Calibrating Hydric Soil Field Indicators to Long‐Term Wetland Hydrology

Abstract

Jurisdictional wetlands are required to be saturated to the surface for 5% or more of the growing season in 5 out of 10 yr, but practical field methods for confirming this are lacking. This study determined whether hydric soil field indicators were related to wetland hydrology requirements. Water table levels were monitored daily for 2.5 yr in a toposequence of nine soil plots that included well to poorly drained members (Oxyaquic Paleudults and Typic Albaqualfs). Monitoring data were used to calibrate a hydrologic model that simulated water table levels from inputs of hourly rainfall data. Forty years of rainfall data were then used with the model to compute long‐term daily water‐table levels in each plot. These data were summarized as “saturation events”, which are the frequency that water tables were at or above preselected depths for at least 21 d. Twenty‐one days was the average period needed for Fe reduction to begin in these saturated soils. This condition must occur for hydric soil field indicators to form. Regression equations were developed to relate saturation events to percentages of redoximorphic features.

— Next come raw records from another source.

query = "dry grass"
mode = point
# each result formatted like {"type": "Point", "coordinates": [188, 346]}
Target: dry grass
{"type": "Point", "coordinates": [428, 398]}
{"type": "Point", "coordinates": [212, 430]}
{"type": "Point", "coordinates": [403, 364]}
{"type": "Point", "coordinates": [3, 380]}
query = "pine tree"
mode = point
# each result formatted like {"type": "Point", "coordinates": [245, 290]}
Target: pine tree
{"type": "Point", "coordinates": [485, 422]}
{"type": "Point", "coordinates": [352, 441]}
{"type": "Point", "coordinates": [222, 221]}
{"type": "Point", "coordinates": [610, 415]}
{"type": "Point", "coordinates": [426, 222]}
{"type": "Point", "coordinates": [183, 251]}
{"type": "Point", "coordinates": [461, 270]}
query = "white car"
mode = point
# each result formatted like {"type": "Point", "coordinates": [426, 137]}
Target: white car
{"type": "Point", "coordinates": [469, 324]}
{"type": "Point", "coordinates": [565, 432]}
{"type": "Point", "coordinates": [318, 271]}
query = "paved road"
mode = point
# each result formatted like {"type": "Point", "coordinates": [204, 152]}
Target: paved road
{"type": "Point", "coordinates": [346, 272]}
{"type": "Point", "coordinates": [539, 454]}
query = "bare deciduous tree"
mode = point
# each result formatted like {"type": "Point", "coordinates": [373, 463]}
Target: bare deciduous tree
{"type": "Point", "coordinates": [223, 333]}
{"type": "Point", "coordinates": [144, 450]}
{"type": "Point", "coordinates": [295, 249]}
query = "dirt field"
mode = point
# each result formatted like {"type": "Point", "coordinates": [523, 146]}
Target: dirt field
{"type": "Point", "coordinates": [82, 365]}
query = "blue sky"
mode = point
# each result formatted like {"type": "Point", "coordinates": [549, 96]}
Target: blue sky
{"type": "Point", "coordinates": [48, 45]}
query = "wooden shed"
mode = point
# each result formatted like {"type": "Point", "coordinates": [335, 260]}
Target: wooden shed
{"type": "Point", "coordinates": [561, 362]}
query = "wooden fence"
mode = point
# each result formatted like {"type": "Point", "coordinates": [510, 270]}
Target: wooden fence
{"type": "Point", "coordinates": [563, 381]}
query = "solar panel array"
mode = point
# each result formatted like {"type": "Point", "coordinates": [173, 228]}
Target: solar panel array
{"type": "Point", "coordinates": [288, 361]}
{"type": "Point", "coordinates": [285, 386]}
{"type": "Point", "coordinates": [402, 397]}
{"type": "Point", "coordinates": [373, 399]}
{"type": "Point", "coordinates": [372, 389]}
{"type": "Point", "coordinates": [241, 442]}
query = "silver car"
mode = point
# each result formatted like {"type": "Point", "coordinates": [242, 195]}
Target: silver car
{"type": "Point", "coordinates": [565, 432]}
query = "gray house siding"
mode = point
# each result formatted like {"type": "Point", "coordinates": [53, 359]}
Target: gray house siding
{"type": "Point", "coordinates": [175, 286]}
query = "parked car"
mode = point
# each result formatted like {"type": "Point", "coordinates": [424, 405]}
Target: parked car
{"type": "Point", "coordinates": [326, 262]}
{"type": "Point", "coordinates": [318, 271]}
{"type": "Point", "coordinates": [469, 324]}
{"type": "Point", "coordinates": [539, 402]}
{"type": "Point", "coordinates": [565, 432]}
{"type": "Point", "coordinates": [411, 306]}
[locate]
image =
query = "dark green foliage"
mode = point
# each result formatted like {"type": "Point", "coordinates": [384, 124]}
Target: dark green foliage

The r2 values for relationships between percentages of redoximorphic features and saturation events were >0.80 for depths of 15 cm, and >0.90 for depths between 30 and 90 cm. Results showed that the depleted matrix field indicator, in which redox depletions occupy >60% of the horizon, occurred in soils that were saturated for 21 d or longer at least 9 yr out of 10. This indicated the depleted matrix indicator occurred in soils that were saturated nearly twice as long, and more frequently, than the minimum requirements needed to meet wetland hydrology requirements.